A esta altura Rachlin ya estaba agotado. No daba más; no estaba en condiciones de ofrecer ninguna propina y así lo hizo saber con ademanes ante la platea para tristeza de todos los oyentes. El bis solo pudo darlo la orquesta más tarde. Antes íbamos a disfrutar de un Chaicovski al natural.

Temirkánov atiza a la formación con una expresividad que fascina y conmueve hondamente (Andante – Allegro con anima); trabaja las transiciones como por arte de magia (Andante cantabile, con alcuna licenza); el Valse. Allegro moderato, es una descarada invitación a levantarse de los asientos y bailar en medio de la sala; y en el Finale. Andante maestoso, dilata y acelera los pasajes de forma inimaginable (agógica pura).

La orquesta responde con admirable precisión. El propio Chaikovski (quien dirigió el estreno de esta sinfonía el 17 de noviembre de 1888 en San Petersburgo) habría disfrutado enormemente de este perfeccionismo. Los solistas irradiaban gran satisfacción con su trabajo. Las cuerdas (especialmente los violonchelos), los metales (sobresalientes las trompas), y las maderas (excelentes los clarinetes), transmitían a la platea una sensibilidad indescriptible. El recurrente tema de la total sumisión del individuo al destino, sin ningún rayo de luz que le despierte alguna esperanza, estremecía constantemente al espectador.

De más está decir que la velada de esta primaveral tarde fue todo un éxito.

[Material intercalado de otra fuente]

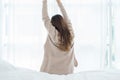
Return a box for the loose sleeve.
[42,0,56,41]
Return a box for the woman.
[40,0,78,75]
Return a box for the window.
[0,0,120,72]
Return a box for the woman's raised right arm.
[56,0,71,24]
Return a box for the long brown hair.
[51,14,72,51]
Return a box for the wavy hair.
[51,14,73,51]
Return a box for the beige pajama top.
[40,0,77,75]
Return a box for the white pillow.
[0,59,16,72]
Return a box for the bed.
[0,60,120,80]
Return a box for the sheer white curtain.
[0,0,120,72]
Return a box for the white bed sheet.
[0,69,120,80]
[0,60,120,80]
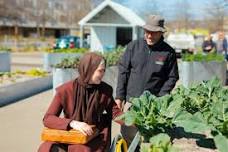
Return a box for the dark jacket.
[116,37,179,101]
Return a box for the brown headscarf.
[74,52,104,125]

Para redondear, la propina fue nada menos que el romantiquísimo, dulcísimo Salut d'amour (Liebesgruss) que Edward Elgar (1857 – 1934) compusiera en 1888 con motivo de su compromiso matrimonial con la novelista y poetisa inglesa Caroline Alice Roberts (1848 – 1920) que literalmente derritió a los espectadores en sus butacas antes de sucumbir en esténtoreas ovaciones. Temirkánov ya hacía señas con sus carismáticas manos para indicar al público que agradecía su efusividad, aunque se disculpaba, muy a pesar suyo, porque ya estaba exhausto y no podía obsequiar más bises como hubiera deseado.